Unified Multi-Model Storage

Five Data Models, One Engine

Stop stitching together separate databases for vectors, documents, graphs, blobs, and text search. VectorScaleDB stores and queries all five natively, with cross-model joins at query time.

Vectors

Temporal-semantic vector storage

The core data model. High-dimensional vectors with temporal context, behavioral drift tracking, and regime-aware compression. Sub-millisecond similarity search across billions of vectors with time-bounded queries.

Documents

Structured metadata storage

JSON-compatible metadata attached to any entity. Indexed for efficient filtering and faceted queries. Metadata participates in vector queries as pre-filters, post-filters, or scoring signals — no separate document store required.

Graphs

Entity relationship traversal

Cross-entity relationships stored as first-class edges. Traverse from a sensor to its device, from a device to its fleet, from a fleet to its operator. Graph traversal combines with vector similarity for relationship-aware nearest neighbor search.

Blobs

Content-addressable binary storage

Raw binary data — images, model weights, sensor firmware, configuration snapshots — stored with content-addressable deduplication. Identical blobs are stored once regardless of how many entities reference them. Automatic garbage collection reclaims unreferenced blobs.

Full-Text

Integrated text search

Full-text search over entity metadata, log messages, annotations, and any text field. Combined with vector similarity for hybrid search: find entities whose behavior matches a vector pattern AND whose metadata matches a text query, in a single request.

Automatic Tiered Storage

Data moves automatically between storage tiers based on access patterns. Hot data stays in memory for microsecond access. Cold data compresses to disk. You set the policy; the engine manages placement.

Hot Tier

In-memory LRU cache

Frequently accessed segments and active entities reside in memory with LRU eviction. Sub-microsecond access latency. Cache size adapts automatically to available memory, respecting the resource governor's budget constraints.

Warm Tier

Optimized on-disk storage

Recently-active data stored on disk with bloom filters for fast negative lookups. Read latency in the low microseconds for SSD-backed deployments. Automatic promotion to hot tier on repeated access.

Cold Tier

Maximum compression archival

Historical data compressed with aggressive algorithms (up to 19x additional compression beyond behavioral compression). Slightly higher read latency in exchange for dramatically reduced storage costs. Transparent promotion on access — queries work identically across all tiers.

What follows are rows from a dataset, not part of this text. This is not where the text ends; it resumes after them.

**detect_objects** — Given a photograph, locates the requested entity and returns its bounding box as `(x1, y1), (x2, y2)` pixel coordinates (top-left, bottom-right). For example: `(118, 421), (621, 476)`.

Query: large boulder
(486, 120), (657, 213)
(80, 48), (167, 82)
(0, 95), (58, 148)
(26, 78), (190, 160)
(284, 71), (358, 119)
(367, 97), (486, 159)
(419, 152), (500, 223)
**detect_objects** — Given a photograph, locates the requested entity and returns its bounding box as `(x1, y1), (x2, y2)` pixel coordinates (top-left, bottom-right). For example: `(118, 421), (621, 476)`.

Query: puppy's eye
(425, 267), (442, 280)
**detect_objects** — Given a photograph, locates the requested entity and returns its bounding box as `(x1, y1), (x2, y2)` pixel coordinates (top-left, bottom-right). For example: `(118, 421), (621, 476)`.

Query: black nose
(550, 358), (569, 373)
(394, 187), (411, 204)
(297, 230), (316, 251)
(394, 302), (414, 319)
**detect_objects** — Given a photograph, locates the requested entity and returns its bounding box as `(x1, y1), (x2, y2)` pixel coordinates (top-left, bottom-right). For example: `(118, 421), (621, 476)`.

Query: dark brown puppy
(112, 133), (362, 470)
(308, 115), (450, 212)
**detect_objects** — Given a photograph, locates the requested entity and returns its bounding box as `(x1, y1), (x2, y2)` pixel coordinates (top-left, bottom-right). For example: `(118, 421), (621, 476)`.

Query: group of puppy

Content-Addressable Deduplication

Identical data is stored once, regardless of how many entities reference it. Content hashes serve as universal identifiers — enabling deduplication, integrity verification, and decentralized caching in a single mechanism.

Deduplication

Automatic cross-entity dedup

When multiple entities produce identical behavioral segments, model weights, or binary blobs, the storage layer detects the duplication via content hashing and stores a single copy. References are lightweight pointers to the canonical copy. In fleets with thousands of similar devices, deduplication can reduce storage by 40-80%.

Integrity

Built-in corruption detection

Every stored object carries its content hash. On read, the hash is recomputed and verified. Any corruption — from disk failure, bit rot, or tampering — is detected immediately. Combined with the SHA-256 audit chain, this provides end-to-end data integrity from ingestion to query.

Semantic Chunk Compression

Beyond behavioral regime compression, the unified storage layer applies semantic-aware compression that understands the structure of your data.

Structure-Aware

Per-column encoding

Each data type is encoded with a type-optimal strategy chosen automatically — the engine applies intelligent multi-stage compression and selects the best approach per field without manual tuning.

Cross-Entity

Fleet-level compression

Entities of the same type often share structural similarities. The compression engine identifies common patterns across entities in the same domain and compresses against shared baselines, achieving additional 2-5x compression beyond per-entity behavioral compression.

Queryable

Compression-transparent queries

All compression is transparent to the query layer. Queries operate on compressed data directly when possible — centroid comparisons, range checks, and bloom filter lookups happen without decompression. Only final result materialization requires full decompression.